Taxonomic Data: Using 18S-Nemabase in Qiime2 instead of Silva?

mkweber · January 8, 2024, 8:16pm

Hello!

I am doing a metagenome nematode stool study and would like to use the 18S-Nemabase database in concert with Qiime2 instead of Qiime's Silva classifiers. It has higher resolution for nematode sequences and was adapted from the latest version of Silva.
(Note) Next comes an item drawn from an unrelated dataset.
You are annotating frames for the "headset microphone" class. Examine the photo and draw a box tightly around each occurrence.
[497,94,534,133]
"To test the efficacy and accuracy of 18S-NemaBase, we compared it to an older but also curated SILVA v111 and the newest SILVA v138 by assigning taxonomies and analyzing the diversity of a nematode dataset from the Western Nebraska Sandhills. We showed that 18S-NemaBase provided more accurate taxonomic assignments and diversity assessments than either version of SILVA, with a much easier workflow and no need for manual corrections. "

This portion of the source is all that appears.